Speaking at a news conference later on Friday morning, former London mayor and Brexit campaigner Boris Johnson supported Cameron’s choice to delay an Article 50 decision.
"Today, I think all of us politicians should thank the British people because in a way they have been doing our job for us,” he said.
“They hire us to deal with the hard questions and this year we gave them one of the biggest and toughest questions of all.”
He continued: “We cannot turn our backs on Europe. We are part of Europe. Our children and grandchildren will continue to have a wonderful future as Europeans travelling to the continent, understanding the languages and cultures that make up of common European civilization.

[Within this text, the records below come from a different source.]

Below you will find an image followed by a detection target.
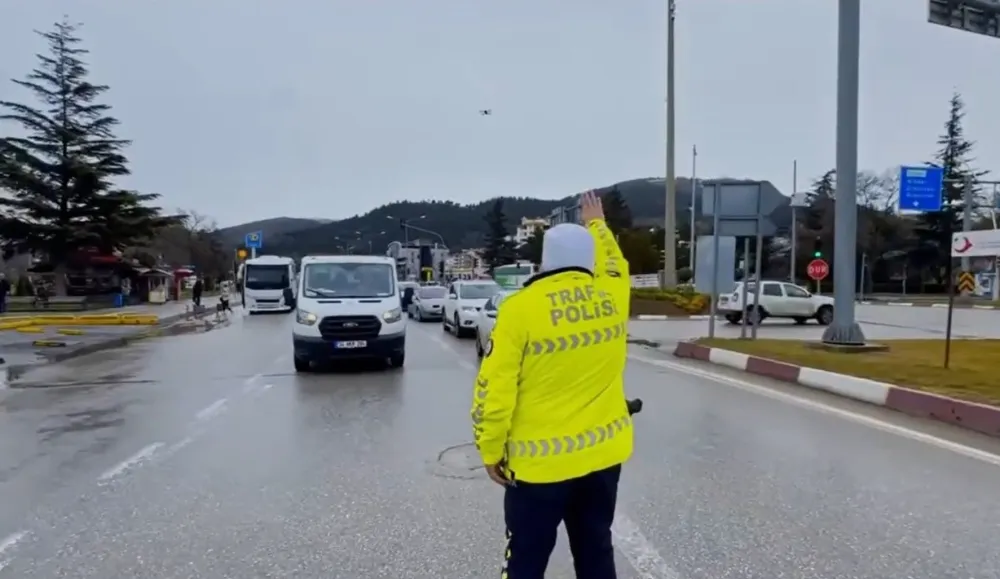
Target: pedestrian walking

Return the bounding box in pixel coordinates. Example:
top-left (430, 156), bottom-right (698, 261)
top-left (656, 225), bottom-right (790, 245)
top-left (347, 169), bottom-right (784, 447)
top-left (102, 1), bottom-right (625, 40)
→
top-left (191, 277), bottom-right (205, 308)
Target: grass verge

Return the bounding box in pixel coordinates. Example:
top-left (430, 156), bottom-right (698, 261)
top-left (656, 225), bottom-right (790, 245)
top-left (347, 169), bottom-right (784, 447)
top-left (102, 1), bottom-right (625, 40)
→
top-left (698, 338), bottom-right (1000, 406)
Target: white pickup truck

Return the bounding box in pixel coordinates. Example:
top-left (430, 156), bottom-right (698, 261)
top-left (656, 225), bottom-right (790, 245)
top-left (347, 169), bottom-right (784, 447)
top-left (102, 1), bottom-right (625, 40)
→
top-left (717, 280), bottom-right (833, 326)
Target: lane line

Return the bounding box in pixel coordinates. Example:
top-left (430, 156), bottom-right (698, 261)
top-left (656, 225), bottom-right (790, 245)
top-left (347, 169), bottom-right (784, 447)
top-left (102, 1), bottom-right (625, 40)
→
top-left (611, 509), bottom-right (680, 579)
top-left (410, 324), bottom-right (680, 579)
top-left (628, 354), bottom-right (1000, 466)
top-left (194, 398), bottom-right (226, 421)
top-left (0, 531), bottom-right (30, 571)
top-left (97, 442), bottom-right (163, 483)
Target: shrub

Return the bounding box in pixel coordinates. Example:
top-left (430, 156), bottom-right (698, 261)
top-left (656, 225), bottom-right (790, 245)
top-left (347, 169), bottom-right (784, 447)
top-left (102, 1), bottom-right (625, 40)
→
top-left (632, 285), bottom-right (709, 314)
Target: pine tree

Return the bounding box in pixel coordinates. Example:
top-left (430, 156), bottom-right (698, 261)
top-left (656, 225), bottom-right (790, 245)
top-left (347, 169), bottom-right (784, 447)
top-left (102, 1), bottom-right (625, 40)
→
top-left (483, 199), bottom-right (514, 274)
top-left (910, 93), bottom-right (986, 280)
top-left (601, 185), bottom-right (632, 235)
top-left (0, 20), bottom-right (171, 293)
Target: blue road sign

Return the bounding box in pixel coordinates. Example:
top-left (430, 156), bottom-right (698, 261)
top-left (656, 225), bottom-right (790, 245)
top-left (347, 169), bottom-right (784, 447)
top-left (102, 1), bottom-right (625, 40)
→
top-left (243, 231), bottom-right (264, 249)
top-left (899, 165), bottom-right (944, 212)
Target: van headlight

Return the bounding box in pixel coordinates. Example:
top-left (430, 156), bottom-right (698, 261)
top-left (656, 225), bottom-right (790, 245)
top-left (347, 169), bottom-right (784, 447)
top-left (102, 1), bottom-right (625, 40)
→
top-left (295, 310), bottom-right (319, 326)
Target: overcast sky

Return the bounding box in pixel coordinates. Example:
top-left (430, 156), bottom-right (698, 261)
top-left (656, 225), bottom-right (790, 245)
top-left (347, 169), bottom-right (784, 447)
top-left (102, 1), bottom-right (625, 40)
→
top-left (0, 0), bottom-right (1000, 225)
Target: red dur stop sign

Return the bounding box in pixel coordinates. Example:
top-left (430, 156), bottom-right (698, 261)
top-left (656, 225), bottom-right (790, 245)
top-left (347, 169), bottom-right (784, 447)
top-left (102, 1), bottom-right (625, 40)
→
top-left (806, 259), bottom-right (830, 281)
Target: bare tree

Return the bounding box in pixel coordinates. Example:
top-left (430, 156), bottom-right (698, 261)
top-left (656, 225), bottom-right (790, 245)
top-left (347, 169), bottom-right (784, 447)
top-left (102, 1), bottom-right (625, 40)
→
top-left (858, 170), bottom-right (899, 213)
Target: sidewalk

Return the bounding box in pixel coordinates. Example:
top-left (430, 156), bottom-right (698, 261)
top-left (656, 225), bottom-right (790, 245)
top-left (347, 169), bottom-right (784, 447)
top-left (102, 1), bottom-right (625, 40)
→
top-left (673, 342), bottom-right (1000, 437)
top-left (0, 296), bottom-right (240, 388)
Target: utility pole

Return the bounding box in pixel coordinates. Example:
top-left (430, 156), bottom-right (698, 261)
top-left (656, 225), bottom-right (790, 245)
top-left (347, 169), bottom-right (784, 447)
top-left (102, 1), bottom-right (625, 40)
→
top-left (663, 0), bottom-right (677, 288)
top-left (823, 0), bottom-right (865, 346)
top-left (788, 159), bottom-right (799, 283)
top-left (688, 145), bottom-right (698, 279)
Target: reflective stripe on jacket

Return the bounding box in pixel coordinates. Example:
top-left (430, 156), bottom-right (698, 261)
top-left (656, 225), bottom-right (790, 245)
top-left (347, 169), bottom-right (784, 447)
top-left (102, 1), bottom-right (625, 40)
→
top-left (472, 221), bottom-right (632, 483)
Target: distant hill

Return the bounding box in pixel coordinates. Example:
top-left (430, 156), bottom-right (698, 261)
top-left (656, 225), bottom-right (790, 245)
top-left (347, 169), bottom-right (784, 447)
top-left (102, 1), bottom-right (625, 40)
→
top-left (218, 217), bottom-right (331, 247)
top-left (252, 178), bottom-right (791, 255)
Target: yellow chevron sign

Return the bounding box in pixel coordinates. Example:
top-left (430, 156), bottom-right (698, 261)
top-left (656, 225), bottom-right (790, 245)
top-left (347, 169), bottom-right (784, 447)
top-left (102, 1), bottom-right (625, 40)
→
top-left (958, 271), bottom-right (976, 293)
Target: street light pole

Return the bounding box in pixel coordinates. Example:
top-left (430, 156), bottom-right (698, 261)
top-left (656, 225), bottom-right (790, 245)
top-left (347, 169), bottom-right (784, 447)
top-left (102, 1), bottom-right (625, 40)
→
top-left (663, 0), bottom-right (677, 288)
top-left (823, 0), bottom-right (865, 345)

“But there is simply no need in the 21st century to be part of a federal system of government based in Brussels that is imitated nowhere else on earth. It was a noble idea for its time but it is no longer right for this country.”
Immediately after Cameron announced his resignation Johnson was installed by bookmakers Ladbrokes as favorite to succeed him.
Almost 52 percent of voters rejected their country's 43-year membership of the European Union in Thursday's referendum.